When the NYT article said NSA has succeeded in putting backdoors into "commercial encryption hardware", what were they talking about? Weren't they referring to chip companies like Intel?
If Intel wants our trust again, they should open source this stuff, and make it very transparent so we can verify if it's clean or not. At this point this should worry them a lot more than "giving their competitive advantage to AMD" or whatever. Same goes for the other chip makers, too, of course. So maybe they can all do it at once, to level the playing field.
This seems to remind me of the SHE from Vernor Vinge's Rainbows End. Obviously we are a ways away from that, but this is an interesting step in that direction.
SGX is a very interesting development.

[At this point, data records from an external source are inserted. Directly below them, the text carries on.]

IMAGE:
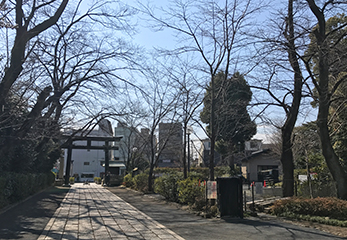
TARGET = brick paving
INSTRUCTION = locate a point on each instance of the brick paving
(91, 212)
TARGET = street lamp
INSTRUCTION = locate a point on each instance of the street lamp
(189, 131)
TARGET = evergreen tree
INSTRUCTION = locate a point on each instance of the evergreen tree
(233, 123)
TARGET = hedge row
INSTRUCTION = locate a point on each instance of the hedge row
(172, 186)
(15, 187)
(330, 207)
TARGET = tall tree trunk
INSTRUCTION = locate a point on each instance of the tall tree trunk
(324, 98)
(291, 112)
(23, 35)
(184, 157)
(213, 130)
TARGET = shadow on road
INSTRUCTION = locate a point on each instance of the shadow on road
(27, 219)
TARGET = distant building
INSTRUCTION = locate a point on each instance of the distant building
(204, 156)
(87, 164)
(126, 145)
(170, 144)
(258, 160)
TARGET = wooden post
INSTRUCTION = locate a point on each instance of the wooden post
(68, 164)
(107, 164)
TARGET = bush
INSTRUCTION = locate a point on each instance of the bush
(72, 180)
(190, 191)
(141, 182)
(167, 185)
(128, 181)
(97, 180)
(15, 187)
(322, 207)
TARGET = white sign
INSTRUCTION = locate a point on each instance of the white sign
(211, 189)
(258, 188)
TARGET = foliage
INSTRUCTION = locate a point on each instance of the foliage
(97, 180)
(233, 122)
(128, 180)
(72, 180)
(333, 208)
(15, 187)
(167, 185)
(318, 188)
(190, 190)
(141, 182)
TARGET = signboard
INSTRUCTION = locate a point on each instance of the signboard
(258, 188)
(211, 189)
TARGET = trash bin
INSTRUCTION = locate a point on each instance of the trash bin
(229, 192)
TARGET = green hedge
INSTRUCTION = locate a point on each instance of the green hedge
(15, 187)
(167, 185)
(333, 208)
(190, 191)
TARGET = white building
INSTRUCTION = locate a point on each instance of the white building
(87, 164)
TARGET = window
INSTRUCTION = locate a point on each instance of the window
(254, 145)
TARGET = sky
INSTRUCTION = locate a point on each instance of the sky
(150, 39)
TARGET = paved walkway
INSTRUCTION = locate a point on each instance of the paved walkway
(92, 212)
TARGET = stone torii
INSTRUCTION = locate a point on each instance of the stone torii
(69, 145)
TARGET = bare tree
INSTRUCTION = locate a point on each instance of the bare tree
(160, 101)
(213, 31)
(281, 92)
(325, 86)
(27, 17)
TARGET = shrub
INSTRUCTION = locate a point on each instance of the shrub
(141, 182)
(322, 207)
(15, 187)
(189, 190)
(128, 180)
(72, 180)
(97, 180)
(167, 185)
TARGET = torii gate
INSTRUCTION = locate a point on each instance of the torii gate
(69, 146)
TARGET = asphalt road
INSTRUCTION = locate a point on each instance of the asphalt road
(192, 227)
(27, 219)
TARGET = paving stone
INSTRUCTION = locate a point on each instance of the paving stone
(92, 212)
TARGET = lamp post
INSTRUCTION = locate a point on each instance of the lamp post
(189, 131)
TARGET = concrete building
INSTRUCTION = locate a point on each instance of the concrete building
(258, 160)
(126, 145)
(87, 164)
(204, 156)
(170, 144)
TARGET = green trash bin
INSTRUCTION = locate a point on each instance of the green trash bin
(229, 192)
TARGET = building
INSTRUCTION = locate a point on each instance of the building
(258, 160)
(204, 156)
(126, 146)
(170, 145)
(87, 164)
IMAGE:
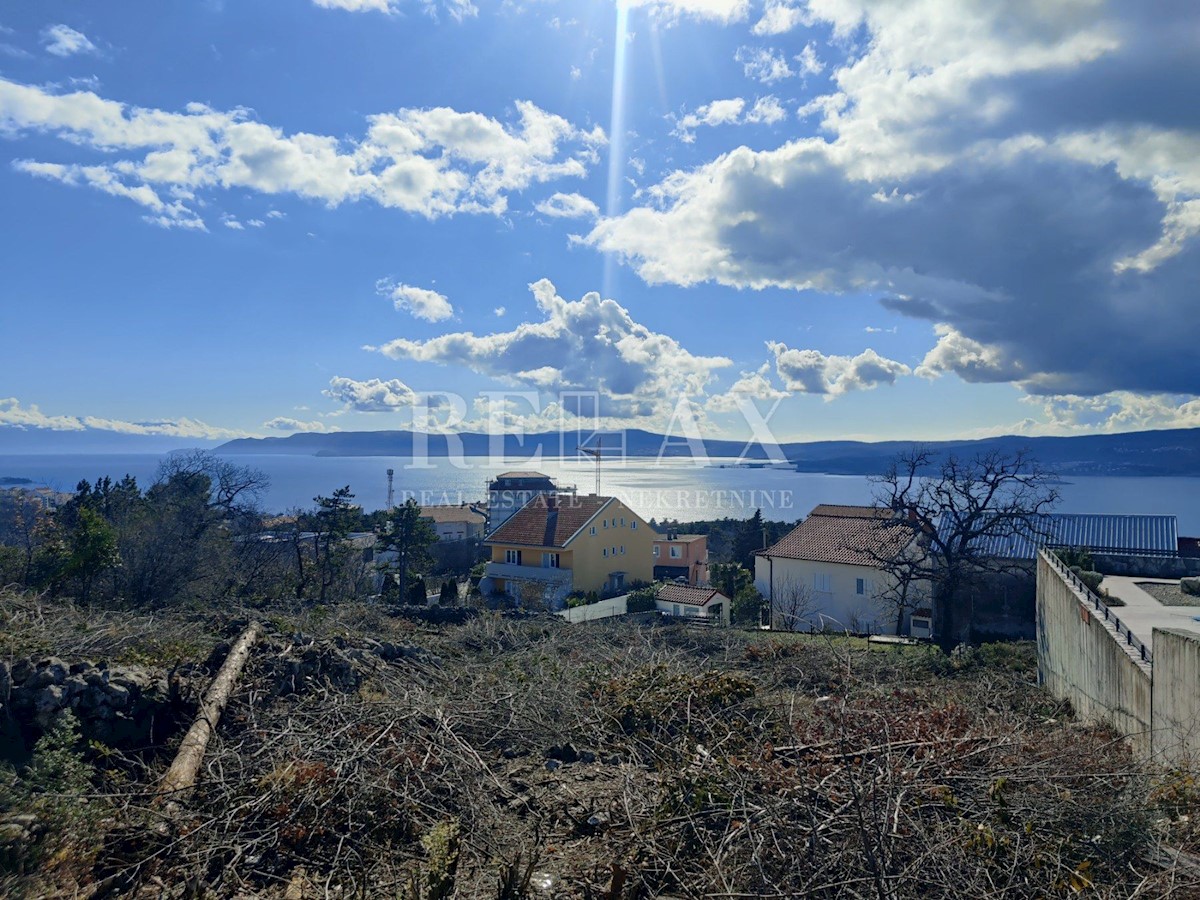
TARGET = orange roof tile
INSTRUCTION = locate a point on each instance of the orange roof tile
(687, 594)
(852, 535)
(549, 520)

I agree with Johanna Rutkowska that "SGX might profoundly change the architecture of the future operating systems".
It's also very powerful to be able to attest secure enclaves with a root of trust within the CPU, rather than a TPM. It removes TPMs and the LPC bus as an attestation attack vector.
"Finally, we should discuss the important issue of whether this whole SGX, while providing many great benefits for system architects, should really be blindly trusted? What are the chances of Intel building in backdoors there and exposing those to the NSA? Is there any difference in trusting Intel processors today vs. trusting the SGX as a basis of security model of all software in the future?"
There is no full trust of any modern hardware or commercial software or even complex OSS software anymore. None. I made poked fun at some of my paranoid technical buddies in the '90s, but so far have apologized recently. Their customized systems don't seem so silly anymore.